To utilize the transformer architectures for conducting visual tasks, a number of researchers have explored for representing the sequence information from different data. For example, Wang et al. explore self-attention mechanism in non-local networks for capturing long-range dependencies in video and image recognition. Carion et al. present DETR , which treats object detection as a direct set prediction problem and solve it using a transformer encoder-decoder architecture. Chen et al. propose the iGPT , which is the pioneering work applying pure transformer model (i.e., without convolution) on image recognition by self-supervised pre-training.

Different from the data in NLP tasks, there exists a semantic gap between input images and the ground-truth labels in CV tasks. To this end, Dosovitskiy et al. develop the ViT , which paves the way for transferring the success of transformer based NLP models. Concretely, ViT divides the given image into several local patches as a visual sequence. Then, the attention can be naturally calculated between any two image patches for generating effective feature representations for the recognition task. Subsequently, Touvron et al. explore the data-efficient training and distillation to enhance the performance of ViT on the ImageNet benchmark and obtain an about 81.8% ImageNet top-1 accuracy, which is comparable to that of the state-of-the-art convolutional networks.
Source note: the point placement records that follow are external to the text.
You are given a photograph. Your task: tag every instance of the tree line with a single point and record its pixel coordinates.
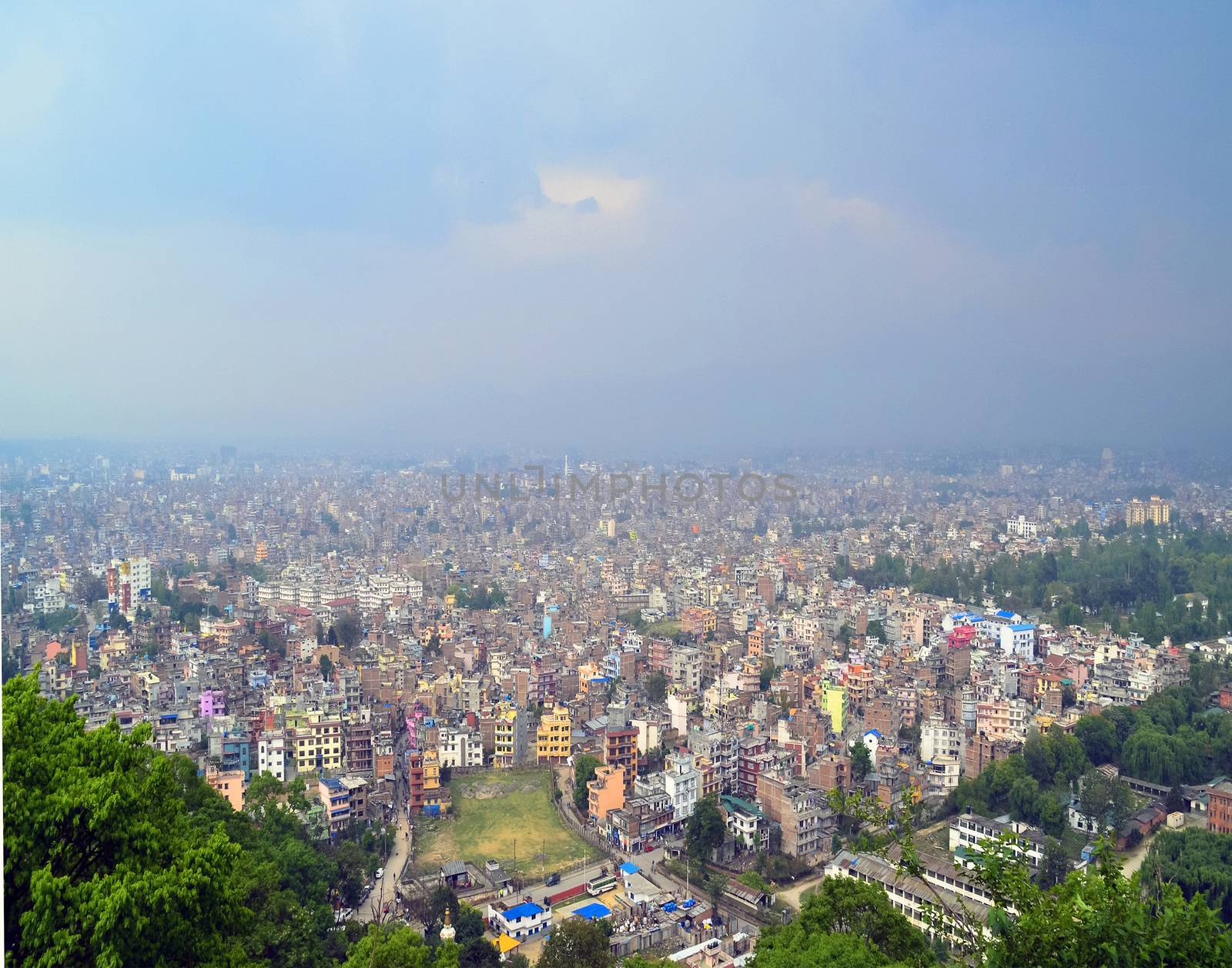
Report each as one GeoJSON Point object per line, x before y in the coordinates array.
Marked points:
{"type": "Point", "coordinates": [1149, 581]}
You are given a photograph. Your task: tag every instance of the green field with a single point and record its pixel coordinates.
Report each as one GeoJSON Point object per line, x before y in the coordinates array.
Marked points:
{"type": "Point", "coordinates": [496, 814]}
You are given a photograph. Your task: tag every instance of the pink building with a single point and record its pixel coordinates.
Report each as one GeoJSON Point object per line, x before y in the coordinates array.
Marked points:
{"type": "Point", "coordinates": [213, 702]}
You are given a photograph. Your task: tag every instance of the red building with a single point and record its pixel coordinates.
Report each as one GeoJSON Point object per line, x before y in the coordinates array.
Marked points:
{"type": "Point", "coordinates": [1219, 818]}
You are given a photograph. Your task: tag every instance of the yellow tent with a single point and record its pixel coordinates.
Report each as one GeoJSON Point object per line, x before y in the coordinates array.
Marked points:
{"type": "Point", "coordinates": [505, 943]}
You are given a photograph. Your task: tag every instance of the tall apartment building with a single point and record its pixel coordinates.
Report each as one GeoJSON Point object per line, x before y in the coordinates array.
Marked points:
{"type": "Point", "coordinates": [271, 756]}
{"type": "Point", "coordinates": [722, 750]}
{"type": "Point", "coordinates": [129, 583]}
{"type": "Point", "coordinates": [605, 792]}
{"type": "Point", "coordinates": [683, 785]}
{"type": "Point", "coordinates": [318, 743]}
{"type": "Point", "coordinates": [685, 668]}
{"type": "Point", "coordinates": [359, 748]}
{"type": "Point", "coordinates": [939, 738]}
{"type": "Point", "coordinates": [801, 812]}
{"type": "Point", "coordinates": [509, 738]}
{"type": "Point", "coordinates": [620, 749]}
{"type": "Point", "coordinates": [459, 746]}
{"type": "Point", "coordinates": [1023, 528]}
{"type": "Point", "coordinates": [435, 796]}
{"type": "Point", "coordinates": [698, 621]}
{"type": "Point", "coordinates": [1156, 510]}
{"type": "Point", "coordinates": [1002, 719]}
{"type": "Point", "coordinates": [554, 737]}
{"type": "Point", "coordinates": [1019, 639]}
{"type": "Point", "coordinates": [1219, 817]}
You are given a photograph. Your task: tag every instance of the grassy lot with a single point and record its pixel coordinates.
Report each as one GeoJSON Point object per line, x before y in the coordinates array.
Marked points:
{"type": "Point", "coordinates": [497, 813]}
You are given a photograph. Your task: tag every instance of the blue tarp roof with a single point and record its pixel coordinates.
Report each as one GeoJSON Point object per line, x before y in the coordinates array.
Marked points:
{"type": "Point", "coordinates": [527, 909]}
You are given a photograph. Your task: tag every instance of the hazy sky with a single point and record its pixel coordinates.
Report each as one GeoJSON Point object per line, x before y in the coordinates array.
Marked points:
{"type": "Point", "coordinates": [665, 223]}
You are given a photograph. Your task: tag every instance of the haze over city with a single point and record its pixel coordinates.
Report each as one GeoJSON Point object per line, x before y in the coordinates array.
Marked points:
{"type": "Point", "coordinates": [661, 226]}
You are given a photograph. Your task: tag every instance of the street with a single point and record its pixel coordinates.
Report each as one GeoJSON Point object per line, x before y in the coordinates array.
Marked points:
{"type": "Point", "coordinates": [387, 887]}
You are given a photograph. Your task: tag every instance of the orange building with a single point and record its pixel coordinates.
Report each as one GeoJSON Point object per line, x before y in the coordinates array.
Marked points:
{"type": "Point", "coordinates": [607, 792]}
{"type": "Point", "coordinates": [1219, 818]}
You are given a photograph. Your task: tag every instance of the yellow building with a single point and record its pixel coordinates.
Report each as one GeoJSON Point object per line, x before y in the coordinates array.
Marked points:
{"type": "Point", "coordinates": [607, 792]}
{"type": "Point", "coordinates": [229, 783]}
{"type": "Point", "coordinates": [318, 742]}
{"type": "Point", "coordinates": [554, 737]}
{"type": "Point", "coordinates": [835, 702]}
{"type": "Point", "coordinates": [1156, 511]}
{"type": "Point", "coordinates": [505, 739]}
{"type": "Point", "coordinates": [433, 793]}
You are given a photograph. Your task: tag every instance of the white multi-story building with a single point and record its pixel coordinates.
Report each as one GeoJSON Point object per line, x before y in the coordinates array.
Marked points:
{"type": "Point", "coordinates": [1023, 528]}
{"type": "Point", "coordinates": [939, 738]}
{"type": "Point", "coordinates": [271, 755]}
{"type": "Point", "coordinates": [1019, 639]}
{"type": "Point", "coordinates": [681, 782]}
{"type": "Point", "coordinates": [47, 596]}
{"type": "Point", "coordinates": [942, 774]}
{"type": "Point", "coordinates": [459, 748]}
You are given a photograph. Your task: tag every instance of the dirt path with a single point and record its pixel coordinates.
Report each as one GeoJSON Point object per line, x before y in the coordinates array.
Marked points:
{"type": "Point", "coordinates": [792, 896]}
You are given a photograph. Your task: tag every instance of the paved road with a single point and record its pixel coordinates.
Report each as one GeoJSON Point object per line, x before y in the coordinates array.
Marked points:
{"type": "Point", "coordinates": [386, 888]}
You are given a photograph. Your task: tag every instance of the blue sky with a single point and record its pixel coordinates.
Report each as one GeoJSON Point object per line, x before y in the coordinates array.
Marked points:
{"type": "Point", "coordinates": [792, 223]}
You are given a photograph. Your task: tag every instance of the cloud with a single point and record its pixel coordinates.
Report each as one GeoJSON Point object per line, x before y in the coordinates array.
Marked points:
{"type": "Point", "coordinates": [31, 82]}
{"type": "Point", "coordinates": [738, 307]}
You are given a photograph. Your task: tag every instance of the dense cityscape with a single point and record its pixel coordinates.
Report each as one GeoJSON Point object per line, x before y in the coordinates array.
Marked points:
{"type": "Point", "coordinates": [665, 703]}
{"type": "Point", "coordinates": [616, 485]}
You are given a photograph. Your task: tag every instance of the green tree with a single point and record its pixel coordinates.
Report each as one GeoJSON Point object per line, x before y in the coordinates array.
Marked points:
{"type": "Point", "coordinates": [1053, 816]}
{"type": "Point", "coordinates": [1040, 762]}
{"type": "Point", "coordinates": [705, 829]}
{"type": "Point", "coordinates": [480, 953]}
{"type": "Point", "coordinates": [845, 922]}
{"type": "Point", "coordinates": [577, 943]}
{"type": "Point", "coordinates": [862, 762]}
{"type": "Point", "coordinates": [583, 772]}
{"type": "Point", "coordinates": [102, 865]}
{"type": "Point", "coordinates": [386, 946]}
{"type": "Point", "coordinates": [1197, 861]}
{"type": "Point", "coordinates": [1100, 918]}
{"type": "Point", "coordinates": [348, 630]}
{"type": "Point", "coordinates": [1053, 865]}
{"type": "Point", "coordinates": [1104, 801]}
{"type": "Point", "coordinates": [1098, 738]}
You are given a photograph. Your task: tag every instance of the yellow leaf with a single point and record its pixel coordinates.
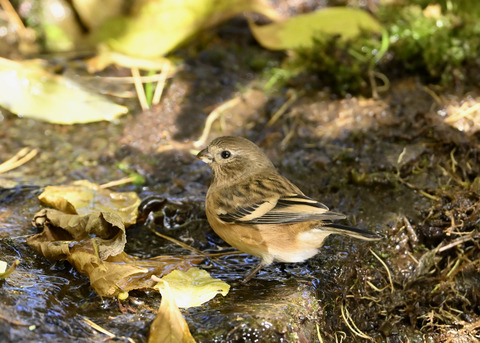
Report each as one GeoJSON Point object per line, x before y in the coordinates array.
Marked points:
{"type": "Point", "coordinates": [4, 271]}
{"type": "Point", "coordinates": [28, 90]}
{"type": "Point", "coordinates": [299, 31]}
{"type": "Point", "coordinates": [194, 287]}
{"type": "Point", "coordinates": [93, 244]}
{"type": "Point", "coordinates": [84, 197]}
{"type": "Point", "coordinates": [169, 326]}
{"type": "Point", "coordinates": [159, 26]}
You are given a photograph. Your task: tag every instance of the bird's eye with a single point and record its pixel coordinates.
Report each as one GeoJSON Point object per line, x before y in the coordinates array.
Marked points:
{"type": "Point", "coordinates": [225, 154]}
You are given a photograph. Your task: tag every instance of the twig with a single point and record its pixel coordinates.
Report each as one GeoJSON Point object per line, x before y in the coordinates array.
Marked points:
{"type": "Point", "coordinates": [157, 95]}
{"type": "Point", "coordinates": [142, 98]}
{"type": "Point", "coordinates": [386, 268]}
{"type": "Point", "coordinates": [351, 324]}
{"type": "Point", "coordinates": [13, 17]}
{"type": "Point", "coordinates": [456, 242]}
{"type": "Point", "coordinates": [118, 182]}
{"type": "Point", "coordinates": [181, 244]}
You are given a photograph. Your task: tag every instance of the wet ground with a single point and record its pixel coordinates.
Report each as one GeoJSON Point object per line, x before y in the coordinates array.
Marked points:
{"type": "Point", "coordinates": [394, 165]}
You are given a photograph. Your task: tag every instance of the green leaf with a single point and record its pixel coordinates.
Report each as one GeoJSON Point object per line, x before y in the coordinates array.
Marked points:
{"type": "Point", "coordinates": [299, 31]}
{"type": "Point", "coordinates": [194, 287]}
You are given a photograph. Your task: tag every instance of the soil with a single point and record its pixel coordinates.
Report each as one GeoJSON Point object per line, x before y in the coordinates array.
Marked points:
{"type": "Point", "coordinates": [399, 165]}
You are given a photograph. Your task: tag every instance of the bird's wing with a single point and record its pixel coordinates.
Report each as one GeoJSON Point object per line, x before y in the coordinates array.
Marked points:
{"type": "Point", "coordinates": [286, 209]}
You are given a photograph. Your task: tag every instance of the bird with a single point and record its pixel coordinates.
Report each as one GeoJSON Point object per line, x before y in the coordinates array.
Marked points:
{"type": "Point", "coordinates": [256, 210]}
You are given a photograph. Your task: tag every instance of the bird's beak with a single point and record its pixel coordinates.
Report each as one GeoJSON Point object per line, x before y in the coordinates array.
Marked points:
{"type": "Point", "coordinates": [205, 156]}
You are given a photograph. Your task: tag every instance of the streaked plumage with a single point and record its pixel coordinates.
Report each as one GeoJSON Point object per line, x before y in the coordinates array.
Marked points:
{"type": "Point", "coordinates": [258, 211]}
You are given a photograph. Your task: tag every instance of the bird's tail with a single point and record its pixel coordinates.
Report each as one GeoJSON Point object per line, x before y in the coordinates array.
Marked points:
{"type": "Point", "coordinates": [352, 231]}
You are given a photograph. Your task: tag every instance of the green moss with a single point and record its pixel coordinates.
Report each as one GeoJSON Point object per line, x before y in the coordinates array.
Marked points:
{"type": "Point", "coordinates": [439, 48]}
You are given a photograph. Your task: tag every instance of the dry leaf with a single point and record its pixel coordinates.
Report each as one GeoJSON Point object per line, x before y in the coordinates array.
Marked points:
{"type": "Point", "coordinates": [94, 244]}
{"type": "Point", "coordinates": [84, 197]}
{"type": "Point", "coordinates": [194, 287]}
{"type": "Point", "coordinates": [4, 271]}
{"type": "Point", "coordinates": [169, 326]}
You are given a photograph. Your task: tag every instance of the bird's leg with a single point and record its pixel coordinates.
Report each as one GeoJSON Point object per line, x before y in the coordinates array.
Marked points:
{"type": "Point", "coordinates": [253, 272]}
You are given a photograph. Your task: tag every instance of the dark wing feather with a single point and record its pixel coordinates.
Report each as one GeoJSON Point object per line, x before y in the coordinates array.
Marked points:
{"type": "Point", "coordinates": [295, 208]}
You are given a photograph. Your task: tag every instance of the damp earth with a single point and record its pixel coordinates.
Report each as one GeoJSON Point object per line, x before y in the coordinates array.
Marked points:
{"type": "Point", "coordinates": [398, 164]}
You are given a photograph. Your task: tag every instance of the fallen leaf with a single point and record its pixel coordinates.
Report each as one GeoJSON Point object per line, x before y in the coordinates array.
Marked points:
{"type": "Point", "coordinates": [28, 90]}
{"type": "Point", "coordinates": [169, 326]}
{"type": "Point", "coordinates": [158, 27]}
{"type": "Point", "coordinates": [193, 287]}
{"type": "Point", "coordinates": [84, 197]}
{"type": "Point", "coordinates": [4, 271]}
{"type": "Point", "coordinates": [299, 31]}
{"type": "Point", "coordinates": [100, 232]}
{"type": "Point", "coordinates": [94, 244]}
Chen et al. further treat the image processing tasks (e.g., denosing and super-resolution) as a series of translations and develop the IPT model for handling multiple low-level computer vision problems . Nowadays, transformer architectures have been used in a growing number of computer vision tasks such as image recognition , object detection , and segmentation .

Although the aforementioned visual transformers have made great efforts to boost the models’ performances, most of existing works follow the conventional representation scheme used in ViT, i.e., dividing the input images into patches. Such a exquisite paradigm can effectively capture the visual sequential information and estimate the attention between different image patches. However, the diversity of natural images in modern benchmarks is very high, e.g., there are over 120 M images with 1000 different categories in the ImageNet dataset . As shown in Figure 1, representing the given image into local patches can help us to find the relationship and similarity between them. However, there are also some sub-patches inside them with high similarity. Therefore, we are motivated to explore a more exquisite visual image dividing method for generating visual sequences and improve the performance.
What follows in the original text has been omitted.